Ideally, a complete system description would contain

- The context/environment in which calculations take place
- Deterministic computations that carry semantics but are not ML
- Modelling assumptions such as inputs/outputs, model choices, inference methods, ...
- Model state such as artifacts/training results
- The "production" environment, i.e. monitoring tools, metrics, ...

I'd like to make a distinction between _(computational) infrastructure choices_ which I would not see as part of the system description (it does not really matter which learning framework is used), and _domain choices_ which are what we would like to focus on (what form does the data have, where does it come from, which parameters are relevant, ...). We'd like to capture as much knowledge as possible and avoid imposing computational choices.

# A small system

I'm mostly following Faust's async design here, because it is very succinct an pretty close to how I'd like a DSL to look like. This DSL is represented by a dummy library called `milvus`. The following system is pretty much the simplest use-case I could come up with: We're ingesting sensor data - temperature and fan rpm readings - from some machine. The data is slightly preprocessed and published to some stream. The machine has a number of properties that will be used to analyze the data.

This part introduces the main data structures, with one important difference from Faust:

- **Record**: A record is a description of the data contained in a stream, pretty much a data class.
- **Stream**: A stream (topic) is a potentially infinite queue that contains the _data_ that flows through the system.
- **Node**: A (computational) node reads data from input streams and publishes data to output streams.
- **Context**: A context is a special kind of stream: It contains meta-information about the system that describs the system and might change, but it is not data generated by the system.
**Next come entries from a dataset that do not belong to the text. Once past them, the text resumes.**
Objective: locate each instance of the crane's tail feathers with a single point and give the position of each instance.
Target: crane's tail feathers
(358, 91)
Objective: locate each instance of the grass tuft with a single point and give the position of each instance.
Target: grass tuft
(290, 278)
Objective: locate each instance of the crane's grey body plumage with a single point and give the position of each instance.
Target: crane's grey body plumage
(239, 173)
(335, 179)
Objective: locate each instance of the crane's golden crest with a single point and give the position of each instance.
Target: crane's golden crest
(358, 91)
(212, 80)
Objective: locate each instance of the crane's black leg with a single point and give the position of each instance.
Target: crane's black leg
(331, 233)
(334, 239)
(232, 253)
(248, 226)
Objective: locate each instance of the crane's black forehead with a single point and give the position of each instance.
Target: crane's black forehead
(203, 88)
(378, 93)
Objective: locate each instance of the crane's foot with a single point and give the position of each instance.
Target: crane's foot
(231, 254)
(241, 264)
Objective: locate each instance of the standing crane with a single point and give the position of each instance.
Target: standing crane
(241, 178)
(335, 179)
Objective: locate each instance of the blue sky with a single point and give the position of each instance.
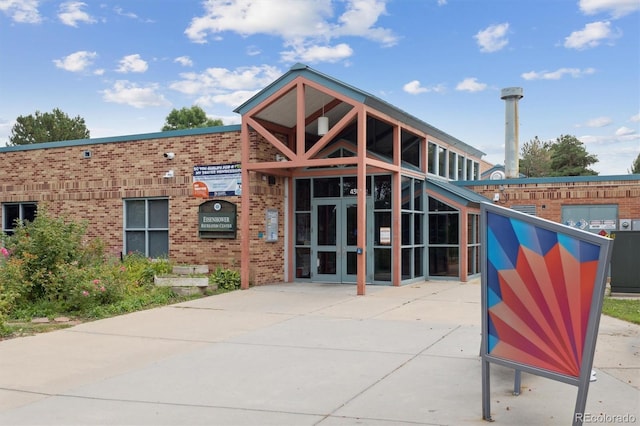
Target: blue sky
(123, 66)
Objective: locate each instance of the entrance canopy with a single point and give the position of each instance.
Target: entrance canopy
(307, 124)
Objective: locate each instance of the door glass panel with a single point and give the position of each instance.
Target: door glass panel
(352, 263)
(406, 229)
(327, 225)
(303, 229)
(381, 220)
(327, 262)
(303, 263)
(303, 195)
(382, 264)
(407, 258)
(382, 192)
(352, 225)
(326, 187)
(418, 262)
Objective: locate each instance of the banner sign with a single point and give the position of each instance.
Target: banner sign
(542, 290)
(217, 180)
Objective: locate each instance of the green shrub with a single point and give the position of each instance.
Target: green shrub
(51, 251)
(225, 279)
I introduced a distinction between streams and contexts here because I think these kinds of information need to be handled differently on a semantic level. Both things could probably be mapped to a Kafka topic, but a context is not something we would do machine learning on, we would use it to inform our machine learning tasks. A stream would contain data.

In [2]:
class Sensors(milvus.Record):
    timestamp: datetime
    temperature: float
    fan_rpm: float


sensor_api = milvus.data_sources.REST("sensor_api", poll=True)
sensor_readings = milvus.stream("sensor_readings", value_type=Sensors)


@milvus.node(inputs=[sensor_api], outputs=[sensor_readings])
async def ingest_sensor_data(self, sensor_events):
    async for event in sensor_events:
        yield Sensors(
            **event,
            timestamp=milvus.parse_time(event["strange_timetamp"]),
        )

In [3]:
class Machine(milvus.Record):
    name: str
    fan_control_curve: Mapping[float, float]
    alert_temperature: float


machine_properties = milvus.context("machine_properties", value_type=Machine)
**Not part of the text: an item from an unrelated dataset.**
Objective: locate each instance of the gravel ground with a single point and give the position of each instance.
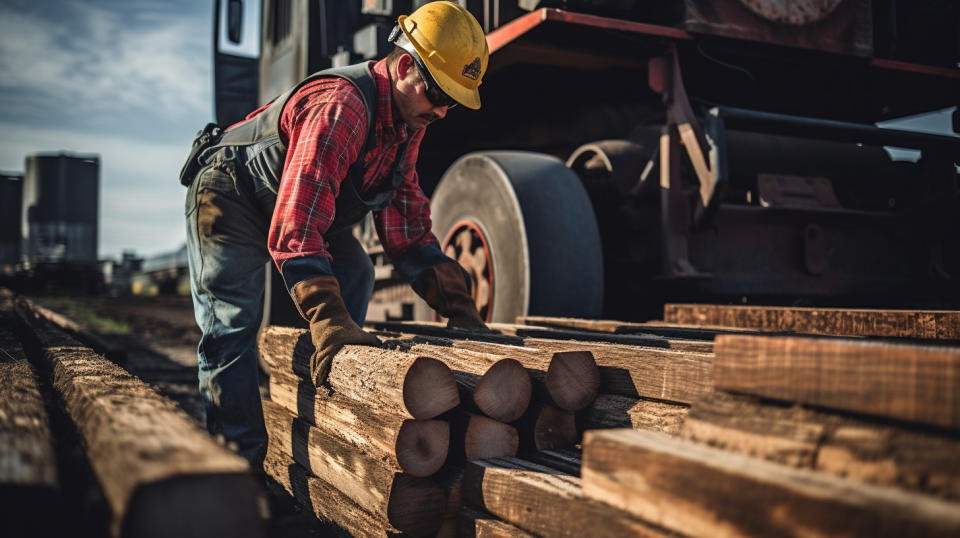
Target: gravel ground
(158, 336)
# Adding a predictive model
The code above fully describes a simple real-world system. We now add machine learning to the mix.
The building blocks above map nicely to the ML context.
Inputs and outputs are streams and snapshots of streams could nicely be captured in more classical ML datasets.
The configuration of a model (hyperparameters) and atrifacts produced by the model (weights) ar emore context than stream:
We could deploy a model to production with exacly one set of weights, but changing the weights changes the system and a well-formualted data oriented architecture could do this on the fly.

We can map concepts from ML libraries such as Keras to this DSL:
A computational node could be interpreted as a step in data preprocessing, yielding a `Sequential` unit of steps that generate intermediate data.
A `Model` could just be a computational node with well-defined inputs and outputs.
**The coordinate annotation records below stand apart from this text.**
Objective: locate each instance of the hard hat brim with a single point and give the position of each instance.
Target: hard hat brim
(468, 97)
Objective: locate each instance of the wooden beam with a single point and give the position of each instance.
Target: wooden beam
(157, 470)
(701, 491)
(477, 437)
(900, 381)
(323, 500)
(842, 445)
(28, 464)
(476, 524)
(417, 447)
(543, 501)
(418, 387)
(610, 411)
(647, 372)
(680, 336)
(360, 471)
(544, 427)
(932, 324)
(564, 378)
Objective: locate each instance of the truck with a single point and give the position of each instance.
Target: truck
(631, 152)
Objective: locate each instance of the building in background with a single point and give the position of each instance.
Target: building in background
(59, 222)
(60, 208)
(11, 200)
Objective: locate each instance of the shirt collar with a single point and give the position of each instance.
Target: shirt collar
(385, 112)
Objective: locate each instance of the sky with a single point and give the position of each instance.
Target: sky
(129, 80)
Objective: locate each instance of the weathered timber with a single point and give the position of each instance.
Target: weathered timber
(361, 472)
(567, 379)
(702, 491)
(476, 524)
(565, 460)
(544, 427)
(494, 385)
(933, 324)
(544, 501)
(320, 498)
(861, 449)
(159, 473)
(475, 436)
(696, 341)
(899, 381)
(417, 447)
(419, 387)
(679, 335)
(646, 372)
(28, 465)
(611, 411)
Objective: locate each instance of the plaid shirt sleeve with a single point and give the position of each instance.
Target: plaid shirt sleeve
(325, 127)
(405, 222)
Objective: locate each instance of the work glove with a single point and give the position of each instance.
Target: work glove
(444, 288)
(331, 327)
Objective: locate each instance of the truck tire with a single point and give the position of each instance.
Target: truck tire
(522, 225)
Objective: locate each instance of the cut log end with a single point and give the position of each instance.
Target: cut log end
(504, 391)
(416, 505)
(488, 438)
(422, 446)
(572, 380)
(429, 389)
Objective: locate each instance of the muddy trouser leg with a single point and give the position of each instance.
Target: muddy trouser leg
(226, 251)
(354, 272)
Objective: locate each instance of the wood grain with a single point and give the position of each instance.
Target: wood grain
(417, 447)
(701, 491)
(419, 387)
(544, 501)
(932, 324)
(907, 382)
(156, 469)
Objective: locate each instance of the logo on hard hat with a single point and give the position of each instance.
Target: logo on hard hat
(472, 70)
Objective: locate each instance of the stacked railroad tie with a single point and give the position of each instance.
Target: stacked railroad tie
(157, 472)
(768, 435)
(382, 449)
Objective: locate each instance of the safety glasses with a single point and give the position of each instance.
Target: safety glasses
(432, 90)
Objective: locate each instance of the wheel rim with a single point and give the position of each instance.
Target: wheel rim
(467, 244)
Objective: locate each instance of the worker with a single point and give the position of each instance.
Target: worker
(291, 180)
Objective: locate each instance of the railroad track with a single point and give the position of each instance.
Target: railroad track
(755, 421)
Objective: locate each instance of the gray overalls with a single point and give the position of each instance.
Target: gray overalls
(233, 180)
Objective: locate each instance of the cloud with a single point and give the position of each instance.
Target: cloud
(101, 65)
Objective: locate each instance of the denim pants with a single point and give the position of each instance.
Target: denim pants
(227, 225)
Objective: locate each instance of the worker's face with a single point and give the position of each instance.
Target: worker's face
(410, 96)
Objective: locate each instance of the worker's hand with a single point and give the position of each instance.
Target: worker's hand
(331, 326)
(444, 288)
We could also identify a single layer of - say - a deep GP with a model and connect layers via streams.
While this is nice on a conceptional level, it will be quite challenging to do efficient inference in that setting.
Note however, that if we want to propagate uncertainties between models, the lines will probably blur somewhat here:
We'll have to do "joint" inference in differnt nodes of the graph.

In [4]:
predicted_temperatures = milvus.stream("predicted_temperatures", value_type=float)

model_config = milvus.context("model_config", value_type=dict)
model_artifacts = milvus.context("model_artifacts")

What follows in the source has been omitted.